I was taking a class with several other people and robots when I met the little girl. She was built unusually young for a robot and presented as around ten years old. I could tell that she was very close to "waking up" and I wanted to protect her. I didn't feel very safe where we were. I don't know what kind of school it was, but I don't think everyone could be trusted to have the little girl's best interest in mind - especially now that she was waking up. While doing another task I glanced out a big picture window and saw an enormous, black tornado ripping across the countryside. I was shocked - no bad weather had been predicted and no sirens were going off. I knew we needed to get to a basement or somewhere safe. I yelled for everyone to run and we started to flood down a big staircase to a lower level. I grabbed the little girl's hand and took off.
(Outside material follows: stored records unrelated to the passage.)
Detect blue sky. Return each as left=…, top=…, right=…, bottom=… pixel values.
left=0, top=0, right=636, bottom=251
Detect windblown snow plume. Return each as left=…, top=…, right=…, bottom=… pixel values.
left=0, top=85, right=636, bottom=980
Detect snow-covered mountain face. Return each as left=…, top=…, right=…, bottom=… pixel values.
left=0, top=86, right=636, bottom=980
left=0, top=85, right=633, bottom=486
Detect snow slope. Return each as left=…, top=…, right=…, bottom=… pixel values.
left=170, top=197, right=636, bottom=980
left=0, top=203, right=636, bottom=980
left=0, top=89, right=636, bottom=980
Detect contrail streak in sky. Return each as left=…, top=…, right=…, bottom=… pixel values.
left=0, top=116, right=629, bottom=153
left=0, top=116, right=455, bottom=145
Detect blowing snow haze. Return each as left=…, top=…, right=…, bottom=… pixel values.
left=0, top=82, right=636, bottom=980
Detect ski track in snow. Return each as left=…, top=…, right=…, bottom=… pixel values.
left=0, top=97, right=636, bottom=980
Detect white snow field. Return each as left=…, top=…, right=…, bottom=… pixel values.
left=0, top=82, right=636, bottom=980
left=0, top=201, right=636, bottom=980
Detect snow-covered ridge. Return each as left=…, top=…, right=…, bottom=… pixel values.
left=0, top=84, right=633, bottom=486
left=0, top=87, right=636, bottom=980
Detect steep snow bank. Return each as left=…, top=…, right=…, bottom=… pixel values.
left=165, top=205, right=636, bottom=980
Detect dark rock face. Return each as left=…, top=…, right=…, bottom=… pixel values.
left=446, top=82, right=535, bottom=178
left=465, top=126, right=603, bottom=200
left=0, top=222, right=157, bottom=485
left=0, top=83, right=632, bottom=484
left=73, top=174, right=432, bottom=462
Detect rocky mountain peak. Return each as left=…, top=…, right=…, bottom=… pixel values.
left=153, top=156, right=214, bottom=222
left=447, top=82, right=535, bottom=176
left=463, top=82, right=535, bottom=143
We passed a room with no windows, but I thought we still had time to go further down and find a basement. As we kept descending we came to the ground level, but there was no basement, and we were stuck down there exposed to the wind. I regretted not sheltering in the windowless room, but it was too late now.




The tornado ceased to cause concern, but the little girl and I were being pursued by the other students in the class and the teachers from the school. The kids were running all around us and the only things we had to use in our escape were a pistol and a dirt sled. The sled was heavy and difficult to push. One boy in a wheelchair who reminded me of JJ from Speechless was the most successful pursuer. I shot him in the stomach and then felt really bad about it. I apologized and we kept running away. There was a long concrete staircase built into a hill and we rode the sled down the staircase. When we got to the bottom we were in a giant horse stable. I thought we would really be able to get away if we stole one or two horses. There were about fifty horses in the barn, and they were all loose and milling around. They were all shapes and sizes from tiny miniature horses to giant percherons. I realized that we wouldn't be able to steal one fast enough. Each horse had a bridle in the tack room with its name on it, but we didn't know which horse was which and I thought it would take too long to select a horse, find the bridle, tack up, and run away.



We started running through the stable with people hot on our heels. We were going down and around through doors and hallways. It felt like we were getting trapped with no escape. I finally saw daylight through a curtain in a tiny little room. I pulled back the curtain and saw that it was only an airplane window, and knew we'd never fit through it. I woke up gasping with the terror of claustrophobia and being trapped.